Le Gymnase a presque ri la semaine dernière, et le Palais-Royal a failli céder aux douceurs du sommeil à l’heure où le gaz s’allume. Ces deux théâtres ont chacun une spécialité. Le premier exploite la vertu larmoyante, le second la farce grivoise ; tous deux vivent des niaiseries de ce piètre monde. Celui-là s’avise, par un touchant anachronisme, de faire débiter à Marie Stuart quelques bribes de Lhomond ; celui-ci bossue l’épaule de Grassot ; et par une bizarrerie inexplicable, l’érudition de l’une a fort réjoui ceux qu’a fort attristés la bosse de l’autre. Je n’hésite pas à proclamer les Quatre Reines un chef-d’œuvre d’invention. MM. Paulin et Laurencin sont de remarquables historiens ad inveniendum et non ad narrandum. Il était impossible de parodier plus spirituellement cette pauvre Catherine de Médicis, tant calomniée. Le coup suprême lui a été porté, jeudi, vers les neuf heures du soir, sur le théâtre Bonne-Nouvelle.

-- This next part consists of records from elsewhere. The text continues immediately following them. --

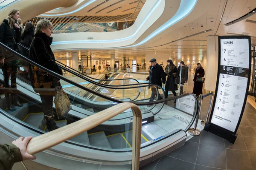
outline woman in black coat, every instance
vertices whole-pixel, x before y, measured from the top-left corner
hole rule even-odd
[[[3,20],[0,26],[0,42],[12,49],[17,51],[17,43],[20,41],[21,29],[17,24],[20,17],[18,9],[13,9],[9,13],[6,19]],[[15,43],[16,42],[16,43]],[[9,87],[9,77],[11,76],[11,85],[12,88],[16,88],[16,74],[17,73],[17,58],[12,53],[0,48],[0,64],[3,74],[3,85]],[[12,105],[18,107],[23,105],[20,103],[17,94],[13,94],[9,97],[9,94],[5,94],[8,109],[15,111],[16,109]]]
[[[34,40],[35,36],[35,27],[31,23],[26,23],[24,28],[24,32],[21,35],[21,40],[20,43],[24,46],[30,48],[32,41]],[[24,50],[22,51],[22,54],[26,57],[29,57],[29,51]]]
[[[62,75],[62,71],[55,61],[54,54],[50,47],[52,42],[51,37],[53,26],[45,19],[38,22],[35,28],[35,39],[33,40],[29,50],[29,58],[43,67]],[[60,79],[42,70],[34,70],[37,78],[34,79],[35,88],[55,88],[56,91],[61,88]],[[46,125],[49,131],[58,128],[56,125],[52,110],[53,96],[39,93],[42,101],[42,109],[44,115]]]
[[[203,94],[203,83],[196,82],[196,78],[198,76],[204,77],[204,69],[203,68],[201,63],[198,62],[197,64],[197,68],[195,70],[195,73],[193,80],[195,82],[194,84],[194,89],[193,94],[195,94],[196,96],[198,98],[199,95]]]
[[[167,75],[167,80],[166,84],[164,90],[165,90],[165,98],[168,96],[168,91],[172,91],[174,96],[177,94],[175,91],[178,90],[178,86],[175,83],[174,79],[176,77],[176,74],[178,72],[178,69],[175,66],[172,61],[171,60],[167,60],[167,65],[166,67],[166,74]]]

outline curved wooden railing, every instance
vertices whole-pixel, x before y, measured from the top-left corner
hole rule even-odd
[[[112,106],[89,117],[32,139],[27,147],[31,155],[40,152],[87,131],[129,108],[133,113],[132,170],[139,170],[140,153],[141,122],[140,108],[124,102]]]

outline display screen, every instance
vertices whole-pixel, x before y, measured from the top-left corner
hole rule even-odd
[[[235,132],[247,95],[249,40],[221,38],[219,43],[219,74],[211,122]]]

Quelle terrible et majestueuse reine c’était que Catherine de Médicis, telle que l’ont récemment découverte MM. Paulin et Laurencin ! Sa robe était noire, sa face pâle, son geste brusque et son allure saccadée. Elle entrait et sortait vivement, sans que personne en devinât jamais le motif. En outre, elle avait sans cesse à ses côtés trois jeunes reines, toutes trois calquées sur le même patron, marchant du même pas, prononçant les mêmes paroles ; toutes trois mariées et n’ayant jamais vu leurs maris, François de France, Henri de Navarre et Philippe d’Espagne. Ces royales délaissées s’ennuient beaucoup dans la pièce de MM. Paulin et Laurencin, et il y a bien de quoi ! M. de Pongibaud ne les amuse guères, mais il obsède fort la comtesse Aloïse, aimée de M. de Castelnau, proscrit par Catherine. Heureusement que voici maître Boniface, marchand drapier, fournisseur de la cour. L’amoureux exilé ne trouve rien de mieux à faire que de passer pour le commis de maître Boniface. La comtesse Aloïse, effrayée d’une indiscrétion de ce dernier, insinue adroitement à chacune des jeunes reines que le garçon drapier est tout bonnement le roi de France, — le roi de Navarre, — et le roi d’Espagne. Les naïves têtes couronnées s’y laissent prendre complaisamment, et M. de Castelnau, tout ébahi d’un bout de la pièce à l’autre, accepte, en témoignage d’amour conjugal, le bracelet de Marie Stuart, les tablettes de Marguerite et l’anneau d’Élisabeth. Mais, hélas ! il avait compté sans M. de Pongibaud ! Celui-ci le fait arrêter ; les trois reines le font évader ; l’amour le fait revenir ; Catherine veut le faire mettre à la Bastille ; un duel bienheureux le fait pardonner, ses protectrices le font se marier, et le tout se fait siffler ! Ô Gymnase, des rires immodérés ont troublé ton enceinte. C’est en vain que Mlle Melcy a levé vers le ciel les beaux yeux de Marguerite de Navarre ; vainement Mlle Désirée nous a-t-elle montré son minois spirituel ; si n’étaient, de temps à autre, la grâce, la finesse et la distinction de Mlle Rose Chéri, — les allures joyeuses et l’excellent naturel d’Achard, — nous dirions, ô Gymnase, que ton étoile pâlit, et que la scène illustrée par le grand Scribe va disparaître de la face du boulevart Bonne-Nouvelle !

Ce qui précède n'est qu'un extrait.